- Born: David Mortimer
- Origin: United Kingdom
- Genres: Pop
- Occupations: Songwriter; record producer; film-maker; artist manager;
- Formerly of: Boogie Box High

= David Austin (singer) =

British singer and songwriter

David Austin (born David Mortimer) is a British singer and songwriter, who released the single "Turn to Gold", co-written with George Michael in 1984. It reached No. 68 in the UK Singles Chart. The single featured backing vocals from Michael, who called Austin his best friend in the documentary film, A Different Story.

==Early life and career==
Austin was born to Irish parents. His father manufactured trumpets and other instruments for the British music company Boosey & Hawkes. By the age of six, Austin had learned to use a Revox recording machine and recorded several songs with Michael, including "Crocodile Rock" by Elton John, "Wig-Wam Bam" by the Sweet—Michael's favorite band—and their first co-written original, "The Music Maker of the World". During 1979–1980, Austin performed in a short-lived ska band called the Executive, along with Michael, Andrew and Paul Ridgeley, Andrew Leaver, Jamie Gould, and Tony Bywaters.

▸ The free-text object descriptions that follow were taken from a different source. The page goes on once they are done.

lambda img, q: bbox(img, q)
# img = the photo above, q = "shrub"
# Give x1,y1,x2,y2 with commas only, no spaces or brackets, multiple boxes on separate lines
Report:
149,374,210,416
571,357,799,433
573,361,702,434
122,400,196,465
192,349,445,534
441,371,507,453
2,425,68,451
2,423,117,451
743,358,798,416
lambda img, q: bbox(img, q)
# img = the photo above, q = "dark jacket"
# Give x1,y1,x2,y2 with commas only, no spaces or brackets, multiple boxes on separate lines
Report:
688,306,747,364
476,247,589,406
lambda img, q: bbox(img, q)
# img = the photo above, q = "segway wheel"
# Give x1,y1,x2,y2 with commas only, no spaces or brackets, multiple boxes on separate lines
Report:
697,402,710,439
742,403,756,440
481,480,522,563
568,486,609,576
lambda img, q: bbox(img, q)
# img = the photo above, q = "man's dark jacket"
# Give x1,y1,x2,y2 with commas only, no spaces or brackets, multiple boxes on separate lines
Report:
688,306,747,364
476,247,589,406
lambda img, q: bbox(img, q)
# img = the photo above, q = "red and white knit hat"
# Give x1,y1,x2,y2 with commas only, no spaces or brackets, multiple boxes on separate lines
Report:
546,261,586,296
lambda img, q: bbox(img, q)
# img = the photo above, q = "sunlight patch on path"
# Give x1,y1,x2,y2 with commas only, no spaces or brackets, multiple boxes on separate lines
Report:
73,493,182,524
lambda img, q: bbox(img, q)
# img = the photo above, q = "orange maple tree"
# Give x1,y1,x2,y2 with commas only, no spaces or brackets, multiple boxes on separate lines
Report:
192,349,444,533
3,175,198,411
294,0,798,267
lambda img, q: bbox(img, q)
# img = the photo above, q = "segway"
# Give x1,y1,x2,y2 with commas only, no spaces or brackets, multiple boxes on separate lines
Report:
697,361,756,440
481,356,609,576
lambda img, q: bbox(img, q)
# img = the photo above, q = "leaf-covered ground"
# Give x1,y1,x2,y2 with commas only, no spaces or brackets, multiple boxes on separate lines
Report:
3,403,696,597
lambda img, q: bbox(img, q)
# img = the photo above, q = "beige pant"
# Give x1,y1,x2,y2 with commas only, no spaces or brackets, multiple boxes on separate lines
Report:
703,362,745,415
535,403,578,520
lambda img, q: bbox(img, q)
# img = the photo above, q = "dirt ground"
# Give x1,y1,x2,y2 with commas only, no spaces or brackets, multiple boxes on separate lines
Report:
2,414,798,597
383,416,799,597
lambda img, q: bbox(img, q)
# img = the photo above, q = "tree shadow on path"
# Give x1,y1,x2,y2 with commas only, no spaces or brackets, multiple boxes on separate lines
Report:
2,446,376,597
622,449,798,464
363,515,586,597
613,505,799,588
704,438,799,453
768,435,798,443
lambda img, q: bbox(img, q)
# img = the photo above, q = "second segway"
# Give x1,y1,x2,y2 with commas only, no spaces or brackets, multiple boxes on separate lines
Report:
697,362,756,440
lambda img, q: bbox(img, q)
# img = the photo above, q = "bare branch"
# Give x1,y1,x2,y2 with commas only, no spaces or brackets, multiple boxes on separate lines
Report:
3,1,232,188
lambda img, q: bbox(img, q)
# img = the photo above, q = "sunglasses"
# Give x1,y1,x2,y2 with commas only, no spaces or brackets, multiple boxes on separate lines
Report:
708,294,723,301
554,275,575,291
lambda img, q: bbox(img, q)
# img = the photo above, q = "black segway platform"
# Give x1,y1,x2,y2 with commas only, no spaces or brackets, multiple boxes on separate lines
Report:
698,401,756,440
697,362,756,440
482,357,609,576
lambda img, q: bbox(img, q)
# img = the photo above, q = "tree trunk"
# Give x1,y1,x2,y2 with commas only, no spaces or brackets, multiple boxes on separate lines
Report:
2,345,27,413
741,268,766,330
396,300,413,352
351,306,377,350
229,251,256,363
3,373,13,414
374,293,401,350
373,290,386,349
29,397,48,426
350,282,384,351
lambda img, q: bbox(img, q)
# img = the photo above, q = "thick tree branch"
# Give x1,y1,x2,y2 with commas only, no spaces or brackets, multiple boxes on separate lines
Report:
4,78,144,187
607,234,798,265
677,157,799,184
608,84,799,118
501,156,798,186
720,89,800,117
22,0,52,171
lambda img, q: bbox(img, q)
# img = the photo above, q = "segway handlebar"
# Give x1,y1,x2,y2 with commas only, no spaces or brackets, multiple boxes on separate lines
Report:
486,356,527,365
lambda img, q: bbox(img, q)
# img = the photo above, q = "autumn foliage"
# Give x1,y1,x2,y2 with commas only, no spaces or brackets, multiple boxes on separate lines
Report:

Austin's debut single, "Turn to Gold", was released in May 1984, and featured Michael on backing vocals. His follow-up single, "This Boy Loves the Sun", was released in the late summer of 1984, but did not chart. A third single, "Love While You Can" was released only in Japan. This also featured uncredited vocals by Michael.

Formerly busking partners, Austin and Michael's joint work included the download-only single "John and Elvis Are Dead", "You Have Been Loved" and "Look at Your Hands" from Michael's debut studio album, Faith. Co-written by Austin, "December Song (I Dreamed of Christmas)" was a Christmas single released by Michael on 14 December 2009.

Along with Michael, Austin directed the documentary film George Michael: Freedom, detailing Michael's early solo career and his court case with his record label, Sony Music. An edited version of the film was aired in October 2017 on Channel 4; the original cut premiered in theatres worldwide on 22 June 2022, under the title Freedom Uncut.

He appears as a guitarist in Wham!'s video for the song "The Edge of Heaven".